Her team first isolated stem cells from the unused embryos, treated them with proteins that stimulate germ cell formation and isolated those that began to express germ-cell-specific genes — about 5 percent of the total.

They then used a technique called RNA silencing to examine how blocking the expression of each of three genes known to be involved in male infertility affected germ cell development. Conversely, they also investigated what happened when these genes were overexpressed.

They found that one of the genes functions very early in germ cell development, while two others stimulate the then-mature germ cells to form immature gametes, the next step toward becoming sperm and eggs. Overexpressing the three proteins together allowed the researchers to generate cells expressing proteins found in mature sperm.

After 14 days of this treatment, about 2 percent of the differentiated human embryonic stem cells had only one copy of each chromosome — indicating they were germ cells. (Most other human cells, including normal, untreated embryonic stem cells, have two copies of each.)

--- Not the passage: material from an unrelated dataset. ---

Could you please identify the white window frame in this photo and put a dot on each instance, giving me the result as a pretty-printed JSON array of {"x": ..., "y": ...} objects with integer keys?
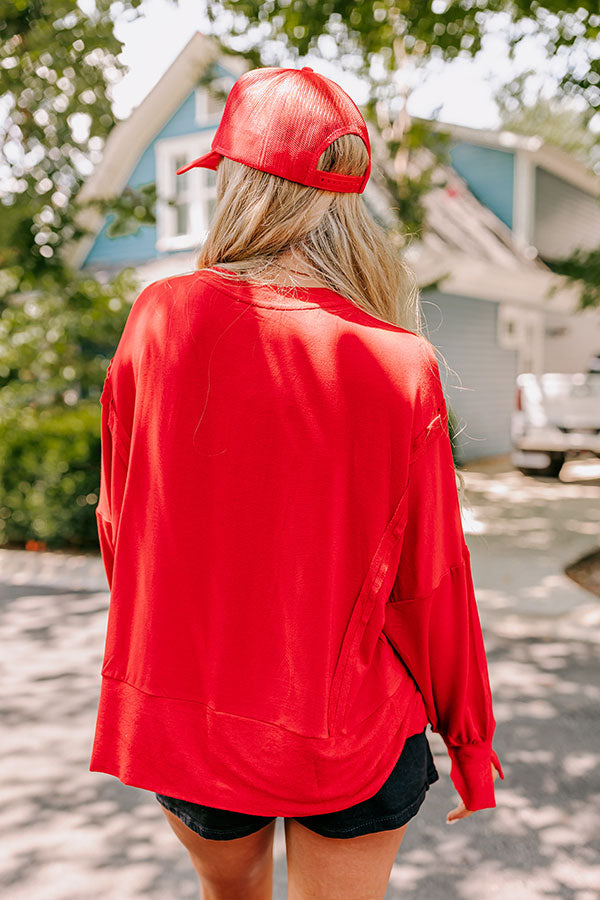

The researchers plan to use a similar strategy to optimize the production of eggs from embryonic stem cells, as well as investigating whether reprogrammed adult cells called induced pluripotent cells can also be used to create germ cells. By charting the germ cells’ development, they hope to identify problems that lead to infertility, miscarriage and birth defects. — Krista Conger

 

The research was funded by the National Institute of Health, the California Institute for Regenerative Medicine and the Tobacco-Related Disease Research Program.